Self-expanding metal stents (SEMSs) are effective and safe for the treatment of esophageal
leaks [1]
[2]. However, optimal timing of stent removal is vital, as hyperplasia of the tissue
can make it challenging [3]
[4]. Complications range from bleeding and stent overgrowth requiring multiple endoscopic
procedures to perforation requiring surgical repair [5].
We present the case of a 36-year-old woman with an esophageal perforation due to partial
stent dislocation of a SEMS into the mediastinum. The dislocation occurred during
an endoscopic extraction procedure at another hospital 35 days after implantation
([Fig. 1], [Fig. 2], [Video 1]).
Fig. 1 Stent dislocation after unsuccessful removal (red: stent; yellow line: course of
the esophagus).
Fig. 2 View into the mediastinum: esophageal perforation (red star) and broken stent (blue
star) in the mediastinum (blue line: direction of the stent).
Video 1 Endoscopic removal of a fractured esophageal stent from the mediastinum and leak
closure with endoscopic vacuum therapy.
The patient was transferred to our hospital, and we performed a flexible endoscopy
(GIF-HQ190; Olympus, Tokyo, Japan) during which we discovered a partially broken SEMS
(Hanarostent; Olympus Europa, Hamburg, Germany) that had moved into the mediastinum.

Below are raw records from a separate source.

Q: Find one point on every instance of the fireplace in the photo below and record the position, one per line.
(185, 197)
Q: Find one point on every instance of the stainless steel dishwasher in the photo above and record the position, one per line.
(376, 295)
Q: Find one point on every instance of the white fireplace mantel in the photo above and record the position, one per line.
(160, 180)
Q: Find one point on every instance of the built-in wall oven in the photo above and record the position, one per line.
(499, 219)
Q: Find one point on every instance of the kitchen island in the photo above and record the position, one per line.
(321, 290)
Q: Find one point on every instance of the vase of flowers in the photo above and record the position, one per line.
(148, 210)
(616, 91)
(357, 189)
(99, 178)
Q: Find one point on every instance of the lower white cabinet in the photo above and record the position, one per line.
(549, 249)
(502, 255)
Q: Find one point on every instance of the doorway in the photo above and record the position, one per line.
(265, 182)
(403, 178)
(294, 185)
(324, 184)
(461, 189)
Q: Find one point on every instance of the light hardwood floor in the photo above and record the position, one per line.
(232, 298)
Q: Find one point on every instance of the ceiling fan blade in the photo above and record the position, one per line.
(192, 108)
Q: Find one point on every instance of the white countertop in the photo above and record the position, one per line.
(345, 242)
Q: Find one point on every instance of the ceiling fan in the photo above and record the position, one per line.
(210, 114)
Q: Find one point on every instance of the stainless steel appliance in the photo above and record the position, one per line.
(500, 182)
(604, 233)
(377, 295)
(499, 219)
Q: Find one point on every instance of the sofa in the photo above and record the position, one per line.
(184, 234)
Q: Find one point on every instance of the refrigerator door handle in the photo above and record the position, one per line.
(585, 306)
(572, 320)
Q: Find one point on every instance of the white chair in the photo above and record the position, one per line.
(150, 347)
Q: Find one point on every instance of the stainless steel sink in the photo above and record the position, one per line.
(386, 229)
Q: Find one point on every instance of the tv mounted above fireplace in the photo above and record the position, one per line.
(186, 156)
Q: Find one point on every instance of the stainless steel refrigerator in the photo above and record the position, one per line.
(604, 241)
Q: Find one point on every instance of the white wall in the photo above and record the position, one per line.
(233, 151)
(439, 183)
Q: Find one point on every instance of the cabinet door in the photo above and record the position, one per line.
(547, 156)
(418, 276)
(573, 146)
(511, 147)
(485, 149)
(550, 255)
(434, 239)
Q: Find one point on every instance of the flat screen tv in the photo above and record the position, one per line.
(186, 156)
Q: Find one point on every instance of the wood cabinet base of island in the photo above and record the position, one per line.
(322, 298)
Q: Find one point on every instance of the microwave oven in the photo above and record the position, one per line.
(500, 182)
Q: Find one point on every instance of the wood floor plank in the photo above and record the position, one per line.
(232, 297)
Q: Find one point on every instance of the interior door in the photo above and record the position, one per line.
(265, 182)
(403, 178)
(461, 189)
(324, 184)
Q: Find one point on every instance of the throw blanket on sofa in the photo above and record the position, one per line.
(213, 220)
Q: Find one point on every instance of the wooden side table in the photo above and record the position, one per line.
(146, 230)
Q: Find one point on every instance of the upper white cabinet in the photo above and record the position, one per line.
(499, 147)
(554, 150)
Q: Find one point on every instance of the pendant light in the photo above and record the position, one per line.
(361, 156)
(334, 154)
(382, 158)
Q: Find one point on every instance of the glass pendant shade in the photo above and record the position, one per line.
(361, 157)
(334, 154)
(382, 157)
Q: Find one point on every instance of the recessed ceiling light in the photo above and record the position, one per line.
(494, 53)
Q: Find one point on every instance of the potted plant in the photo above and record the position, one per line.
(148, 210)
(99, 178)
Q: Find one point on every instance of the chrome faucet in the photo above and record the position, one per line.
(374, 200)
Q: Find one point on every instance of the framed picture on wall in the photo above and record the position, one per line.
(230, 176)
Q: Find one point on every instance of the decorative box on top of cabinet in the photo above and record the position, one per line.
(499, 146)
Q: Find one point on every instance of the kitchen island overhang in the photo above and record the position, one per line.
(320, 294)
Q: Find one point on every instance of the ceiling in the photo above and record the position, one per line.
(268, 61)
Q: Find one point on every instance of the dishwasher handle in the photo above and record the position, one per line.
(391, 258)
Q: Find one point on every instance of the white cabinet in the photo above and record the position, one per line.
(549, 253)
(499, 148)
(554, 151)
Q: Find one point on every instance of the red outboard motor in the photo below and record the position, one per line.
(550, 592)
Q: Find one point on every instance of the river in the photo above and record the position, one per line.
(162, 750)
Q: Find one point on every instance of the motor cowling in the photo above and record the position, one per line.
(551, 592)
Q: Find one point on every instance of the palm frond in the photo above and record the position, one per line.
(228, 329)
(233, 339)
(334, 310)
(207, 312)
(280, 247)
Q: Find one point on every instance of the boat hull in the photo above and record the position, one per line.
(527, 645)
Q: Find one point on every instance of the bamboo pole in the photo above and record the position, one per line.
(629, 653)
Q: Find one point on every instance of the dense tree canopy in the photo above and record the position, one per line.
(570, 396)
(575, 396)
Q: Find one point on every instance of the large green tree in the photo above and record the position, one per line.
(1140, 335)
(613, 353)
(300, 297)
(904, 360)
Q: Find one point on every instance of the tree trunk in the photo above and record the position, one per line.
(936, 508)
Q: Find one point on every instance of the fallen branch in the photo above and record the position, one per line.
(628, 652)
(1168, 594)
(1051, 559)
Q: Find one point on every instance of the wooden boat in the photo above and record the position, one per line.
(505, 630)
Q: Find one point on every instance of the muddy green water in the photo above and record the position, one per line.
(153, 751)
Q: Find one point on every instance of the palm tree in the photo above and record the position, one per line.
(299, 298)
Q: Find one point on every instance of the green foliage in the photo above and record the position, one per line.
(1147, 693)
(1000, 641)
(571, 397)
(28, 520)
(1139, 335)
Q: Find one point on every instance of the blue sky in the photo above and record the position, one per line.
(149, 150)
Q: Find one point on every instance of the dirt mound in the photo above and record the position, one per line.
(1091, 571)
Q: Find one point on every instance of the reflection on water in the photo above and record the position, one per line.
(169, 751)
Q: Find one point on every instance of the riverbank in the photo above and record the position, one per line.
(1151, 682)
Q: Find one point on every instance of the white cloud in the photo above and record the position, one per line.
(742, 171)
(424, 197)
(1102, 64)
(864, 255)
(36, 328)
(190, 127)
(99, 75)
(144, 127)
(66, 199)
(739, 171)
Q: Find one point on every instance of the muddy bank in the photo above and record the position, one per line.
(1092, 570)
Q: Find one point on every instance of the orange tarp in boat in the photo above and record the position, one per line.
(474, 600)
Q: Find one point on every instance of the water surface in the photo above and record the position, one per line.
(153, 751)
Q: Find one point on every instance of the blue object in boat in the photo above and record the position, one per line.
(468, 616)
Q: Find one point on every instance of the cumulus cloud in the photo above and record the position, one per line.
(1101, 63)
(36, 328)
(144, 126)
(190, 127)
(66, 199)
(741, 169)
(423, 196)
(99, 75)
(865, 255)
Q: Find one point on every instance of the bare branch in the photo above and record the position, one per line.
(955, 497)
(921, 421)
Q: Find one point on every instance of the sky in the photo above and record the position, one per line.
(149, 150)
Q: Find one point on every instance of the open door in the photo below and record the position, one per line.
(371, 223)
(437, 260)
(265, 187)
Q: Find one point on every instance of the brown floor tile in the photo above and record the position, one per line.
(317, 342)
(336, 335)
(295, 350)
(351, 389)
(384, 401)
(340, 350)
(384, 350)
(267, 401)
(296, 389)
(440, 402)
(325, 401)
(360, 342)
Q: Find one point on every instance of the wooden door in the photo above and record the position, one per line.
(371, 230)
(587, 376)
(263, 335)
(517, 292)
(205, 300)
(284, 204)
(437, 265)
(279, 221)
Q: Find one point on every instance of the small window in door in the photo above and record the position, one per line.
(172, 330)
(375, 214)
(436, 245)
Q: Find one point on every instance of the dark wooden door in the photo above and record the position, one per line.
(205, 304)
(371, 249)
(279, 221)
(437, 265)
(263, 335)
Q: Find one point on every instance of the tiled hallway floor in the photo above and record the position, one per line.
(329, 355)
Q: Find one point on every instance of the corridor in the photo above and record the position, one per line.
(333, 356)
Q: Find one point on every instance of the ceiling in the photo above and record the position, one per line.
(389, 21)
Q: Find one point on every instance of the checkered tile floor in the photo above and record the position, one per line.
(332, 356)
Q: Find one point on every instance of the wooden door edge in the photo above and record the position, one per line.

Equipped with a forceps (MTW Endoskopie Manufaktur, Wesel, Germany), we tried to pull
the SEMS into the esophagus but did not succeed because of a remaining embedded lower
flare end. We then used an endoscopic knife (HookKnife, Olympus Europa) to cut the
remaining nitinol filaments out of the tissue in the distal area of the stent. Then,
we used a forceps to elevate the lower flare end circumferentially until it was freed
from the mucosa. Finally, we removed the SEMS completely.
The final screening showed a 3-cm esophageal perforation with a view into the mediastinum.
Endoscopic vacuum therapy was performed, and all tailored sponges (Eso-SPONGE; Aesculap
AG, Tuttlingen, Germany) were placed intraluminally in the esophagus. All four consecutive
endoscopies conducted to exchange the sponge system showed a remarkable healing process.
In the final endoscopy (13th post-interventional day), the leak was sealed with a
small and encapsulated cavity ([Fig. 3]). Endoscopic vacuum therapy was terminated, and a computed tomography (CT) scan
of the chest confirmed the improvement. An aspergillus pneumonia delayed hospital
discharge. On the 24th post-interventional day, the patient was discharged without
any remaining pathology.
Fig. 3 Sealed esophageal leak with a small clean cavity (black star).